Hate that Cat by Sharon Creech, 125 pp, RL 4

Published in 2008, Hate That Cat finds Jack a year older and Miss Stretchberry teaching a new grade - his! I didn't think that  Sharon Creech could add to or improve upon Love That Dog, but she does, and how. Adding layers to Jack's story, Creech includes more poetry, poetic terminology, verse novels and, once again, Mr. Walter Dean Myers! As Jack, committed cat hater, writes after learning that Mr Myers owns a cat and that his grown son, Christopher Myers has written a book called Black Cat

                                        I felt like
                                        Mr Walter Dean Myers'
                                        whole family
                                        must be in my brain.

Creech also introduces the character of Uncle Bill, a college professor who, besides being allergic to cats, has opinions about poetry and William Carlos Williams, specifically.

                                        Uncle Bill says Mr WCW
                                        is a "minor poet"
                                        and
                                        a "foe poet"
                                        (later my dad explained
                                        he meant faux
                                        which means "fake")
                                        and I said

                                        "what about the 
                                        'so much depends upon'
                                        poem
                                        and the plum poems?
                                        (which are stuck in my head
                                        and I can say them from memory)

                                        and Uncle Bill said
                                        "Tuh! Overrated, highly
                                        overrated!"

But, Uncle Bill is the least of Jack's worries. As he continues to expand and improve as a poet (in Hate That Cat Jack's poems are included in the back of the book with others by the likes of TS Eliot, Edgar Allan Poe and Tennyson) he begins to think more about words and for a very specific reason that becomes clear as the story unfolds. 

                                         OCTOBER 12

                                         Something I have been wondering:
                                         if you cannot hear
                                         do words have no sounds
                                         in your head?

                                         Do you see
                                         a
                                                   silent
                                                                   movie?

Jack's mother and her deafness become an important plot thread in Hate That Cat, adding yet another layer of thought and understanding to the crafting of poems. There are cats in this book, but for me they took a backseat to the other things going on in Jack's life. Once again, I was moved and amazed at the way Creech can create such vivid characters and such a profound story with so few words. I was excited by the new ideas, poets and poems that influenced Jack's work and once again grateful to Creech for letting young readers know, through Jack and his poems, that it is perfectly acceptable to write in the style of poets you admire. I am going to end this review with a poem of Jack's to Miss Stretchberry, which also happens to be the exact sentiments I would express to Ms Creech if I were to write her a poem.

                                            MAY 2

                                           Thank you thank you thank you
                                           for showing me all the books
                                           of cat poems
                                           and all the books
                                           that tell a story
                                           in 
                                           poems.
                                           I never knew 
                                           a writer could do that-
                                           tell a whole story 
                                           in 
                                           poems.
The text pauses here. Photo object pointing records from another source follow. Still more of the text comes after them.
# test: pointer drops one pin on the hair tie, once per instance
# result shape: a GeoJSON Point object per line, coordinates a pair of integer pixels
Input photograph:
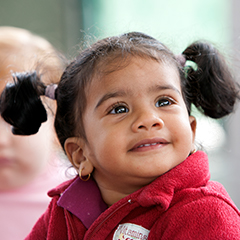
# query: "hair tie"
{"type": "Point", "coordinates": [50, 91]}
{"type": "Point", "coordinates": [181, 59]}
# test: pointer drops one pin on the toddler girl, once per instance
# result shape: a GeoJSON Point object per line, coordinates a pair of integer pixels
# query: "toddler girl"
{"type": "Point", "coordinates": [124, 120]}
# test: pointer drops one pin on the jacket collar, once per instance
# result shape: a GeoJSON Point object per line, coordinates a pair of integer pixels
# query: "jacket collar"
{"type": "Point", "coordinates": [191, 173]}
{"type": "Point", "coordinates": [83, 199]}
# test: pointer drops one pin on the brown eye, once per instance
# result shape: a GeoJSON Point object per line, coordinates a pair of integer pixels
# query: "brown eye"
{"type": "Point", "coordinates": [119, 109]}
{"type": "Point", "coordinates": [163, 102]}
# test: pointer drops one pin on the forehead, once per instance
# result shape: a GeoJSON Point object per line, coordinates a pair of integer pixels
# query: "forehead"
{"type": "Point", "coordinates": [136, 73]}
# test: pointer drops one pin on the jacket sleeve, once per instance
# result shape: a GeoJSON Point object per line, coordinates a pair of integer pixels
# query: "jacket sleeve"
{"type": "Point", "coordinates": [206, 218]}
{"type": "Point", "coordinates": [46, 228]}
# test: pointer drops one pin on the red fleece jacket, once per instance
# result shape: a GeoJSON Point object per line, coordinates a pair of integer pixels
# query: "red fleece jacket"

                                           I already read the one
                                           by Mr Robert Cormier
                                           (alive?)
                                           and next 
                                           by my bed is
                                           the dust book by
                                           Ms Karen Hesse
                                           (alive?)
                                           and underneath that one
                                           is the Essie and Amber one
                                           by Ms Vera B Williams
                                           (alive?)
                                           and on my bulletin board
                                           is a list you gave me
                                           of so many poets
                                           whose books I can read
                                           and also on my bulletin board
                                           is the funny poem-picture
                                           of the cat chair
                                           by Mr Chris Raschka
                                           (alive?)
                                           and that poem 
                                           by Mr Lee Bennet Hopkins
                                           (alive?)
                                           about growing up
                                           to
                                           be
                                           a
                                           writer.

                                           I now have
                                           a treasure of words
                                           in 
                                           my 
                                           room.